Jaguar Land Rover is set to establish itself as one of the world’s leading makers of electric vehicles by converting its historic Castle Bromwich plant into a specialist EV production centre.
According to sources, three new pure-electric models will be rolling off the production lines by the end of next year to join the existing electric Jaguar I-Pace in showrooms.
The move is part of a major £1 billion investment in both Castle Bromwich and JLR’s factory in Solihull. Both are set to be massively overhauled in preparation for the British manufacturer’s new Modular Longitudinal Architecture (MLA) platform.
Despite relatively poor sales last year (the company sold 161,601 units, down 10% on the 2018), Jaguar is also getting a significant boost in the form of two new flagship models.
JLR has already confirmed that the replacement for the Jaguar XJ luxury saloon will be a battery-electric model. However, it’s understood that Castle Bromwich will also produce two more vehicles, both crossovers. Land Rover’s upcoming ‘Road Rover’ will be sold as a pure EV, while the new Jaguar J-Pace flagship will also be built at the plant as an EV.

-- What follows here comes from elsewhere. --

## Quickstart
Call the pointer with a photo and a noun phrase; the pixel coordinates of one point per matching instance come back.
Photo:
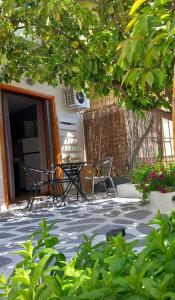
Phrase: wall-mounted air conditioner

All three new models are based on the MLA platform, which can be configured with three different types of drivetrain: battery-electric, plug-in hybrid and conventional internal combustion engine.
Insiders say the I-Pace will continue to be built on its unique platform in Austria and have a “normal lifespan”.
The MLA underpinnings will also be used for the next-generation Range Rover and Range Rover Sport, as well as the Discovery 6. It’s expected the majority of each of those models will be sold as plug-in hybrids as increasingly stringent global CO2 regulations continue to bite.
The new XJ’s production design is expected to be unveiled towards the end of this year, before the first examples roll out of Castle Bromwich in spring 2021.
Julian Thomson, Jaguar’s new director of design, revealed earlier this year that the car wouldn’t be benchmarked against established luxury saloons.